Did the training data incorporate how popular (e.g. likes or upvotes) each sample was as a proxy for quality? Or can you achieve this performance just by looking at averages on a large enough data set?

4 comments

I wasn't too surprised by the poems and song outputs since those don't seem much more novel than previous SOTA, but OPs example of chatGPT being able to effectively simulate itself is really mindblowing. It means that "being able to model yourself and recursively reason about yourself" isn't a valid claim to distinguish human consciousness from whatever this network is doing anymore.

See also https://en.wikipedia.org/wiki/Attention_schema_theory (unrelated to the notion of "attention" used in ML)

Makes me think of Godel, Escher, Bach. It's been a while since I've read it but I recall Hofstader making the argument that self-reference is the key element of consciousness.
What I find weird is that it generates well structured, well commented code.

Where is this massive repository of well structured code with good clear variable names that it’s tapping into?
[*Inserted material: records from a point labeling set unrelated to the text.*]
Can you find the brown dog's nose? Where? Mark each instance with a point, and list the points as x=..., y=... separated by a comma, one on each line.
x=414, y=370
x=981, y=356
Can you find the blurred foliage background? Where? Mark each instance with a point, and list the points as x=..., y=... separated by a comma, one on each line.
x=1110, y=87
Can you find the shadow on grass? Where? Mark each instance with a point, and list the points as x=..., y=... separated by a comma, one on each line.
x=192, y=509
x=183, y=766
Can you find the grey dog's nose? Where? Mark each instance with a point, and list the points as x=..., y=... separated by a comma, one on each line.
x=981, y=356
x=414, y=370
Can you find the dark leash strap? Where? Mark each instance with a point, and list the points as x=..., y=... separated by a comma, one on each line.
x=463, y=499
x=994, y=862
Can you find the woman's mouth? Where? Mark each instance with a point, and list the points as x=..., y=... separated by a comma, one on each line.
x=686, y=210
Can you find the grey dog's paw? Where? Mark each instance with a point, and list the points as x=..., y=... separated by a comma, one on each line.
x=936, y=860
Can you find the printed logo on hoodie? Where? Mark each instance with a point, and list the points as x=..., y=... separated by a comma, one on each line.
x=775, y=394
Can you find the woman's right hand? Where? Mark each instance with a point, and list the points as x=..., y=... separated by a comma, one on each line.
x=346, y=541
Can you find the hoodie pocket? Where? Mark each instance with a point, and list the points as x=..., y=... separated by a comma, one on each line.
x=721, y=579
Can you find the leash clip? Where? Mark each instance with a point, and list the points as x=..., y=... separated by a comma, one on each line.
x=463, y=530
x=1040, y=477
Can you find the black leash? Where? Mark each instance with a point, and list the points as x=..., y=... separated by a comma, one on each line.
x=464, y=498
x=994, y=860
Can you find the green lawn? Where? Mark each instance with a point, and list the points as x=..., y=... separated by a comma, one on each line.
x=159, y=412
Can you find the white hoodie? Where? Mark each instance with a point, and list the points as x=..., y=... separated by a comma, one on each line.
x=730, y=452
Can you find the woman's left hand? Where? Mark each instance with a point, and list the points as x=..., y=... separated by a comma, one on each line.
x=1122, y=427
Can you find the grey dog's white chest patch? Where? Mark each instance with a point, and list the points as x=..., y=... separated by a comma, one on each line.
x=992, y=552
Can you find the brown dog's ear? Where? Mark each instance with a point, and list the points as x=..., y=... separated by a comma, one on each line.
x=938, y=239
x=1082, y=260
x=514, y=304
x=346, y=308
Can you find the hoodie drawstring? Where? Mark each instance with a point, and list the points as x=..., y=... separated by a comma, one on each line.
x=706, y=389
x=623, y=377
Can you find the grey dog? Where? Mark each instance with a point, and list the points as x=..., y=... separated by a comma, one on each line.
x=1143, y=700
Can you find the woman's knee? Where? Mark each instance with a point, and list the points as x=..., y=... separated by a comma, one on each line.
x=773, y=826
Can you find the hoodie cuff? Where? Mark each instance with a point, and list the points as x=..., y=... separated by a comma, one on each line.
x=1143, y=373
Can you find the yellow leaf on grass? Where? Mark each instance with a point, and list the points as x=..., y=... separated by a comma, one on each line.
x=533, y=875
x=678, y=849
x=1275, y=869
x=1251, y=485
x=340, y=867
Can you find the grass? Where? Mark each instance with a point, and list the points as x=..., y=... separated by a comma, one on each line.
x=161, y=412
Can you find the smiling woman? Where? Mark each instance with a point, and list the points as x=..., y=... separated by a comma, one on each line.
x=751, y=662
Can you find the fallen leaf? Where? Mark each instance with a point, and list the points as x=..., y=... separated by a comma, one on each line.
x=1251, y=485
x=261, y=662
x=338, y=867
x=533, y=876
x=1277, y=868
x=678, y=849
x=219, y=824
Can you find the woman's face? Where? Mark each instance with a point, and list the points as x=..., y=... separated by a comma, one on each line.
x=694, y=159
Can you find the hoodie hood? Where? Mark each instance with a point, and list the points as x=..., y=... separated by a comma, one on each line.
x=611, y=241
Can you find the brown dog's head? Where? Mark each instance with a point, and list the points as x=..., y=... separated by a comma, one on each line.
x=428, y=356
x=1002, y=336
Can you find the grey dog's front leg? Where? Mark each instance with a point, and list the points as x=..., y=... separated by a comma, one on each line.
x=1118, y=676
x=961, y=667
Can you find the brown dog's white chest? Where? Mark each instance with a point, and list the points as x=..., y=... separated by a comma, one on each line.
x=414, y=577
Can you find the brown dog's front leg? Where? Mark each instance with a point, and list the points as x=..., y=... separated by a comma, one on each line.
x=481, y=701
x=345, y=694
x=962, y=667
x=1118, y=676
Maybe it just read all the StackOverflow comments about using clear, expressive names as identifiers, and then unlike most humans, it actually took them seriously? ~
Right. It must be weighting repos with more stars more heavily in this case, right?
You could see it as factorised skill learning. In one place it learns how to do some task, in another place it learns how to write nice code, then does both at the same time. It learns all the possible code styles and purposefully uses a good style because it has been taught to choose so - with reinforcement learning from human preferences.
One of the parts of building these generative models is building a classifier for how "good" their output is, otherwise the algorithm has no way to compare potential outputs in a generation.

That's one of the issues with these models, we say they produce "good" output but really they're producing output that is "good" from one specific point of view that happens to be expressed in code and introduces a large bias into their outputs.

“Good” isn’t expressed in code here. GPT3 was trained on a very loose problem (next word prediction). InstructGPT/ChatGPT are trained on reinforcement learning from human raters.

If it was all a computer program it’d be acting like ELIZA.

"good" for gpt was expressed in the way they chose the dataset to include.

Just because generative text models in the past(like ELIZA) were bad doesn't mean that the algorithms we have now are much more than better versions of the same.

I've had it write me complete stories, poems, life stories, etc that obviously have no training data, because I made them up.

The results were beyond impressive. I don't know how it does it, but it does it really well.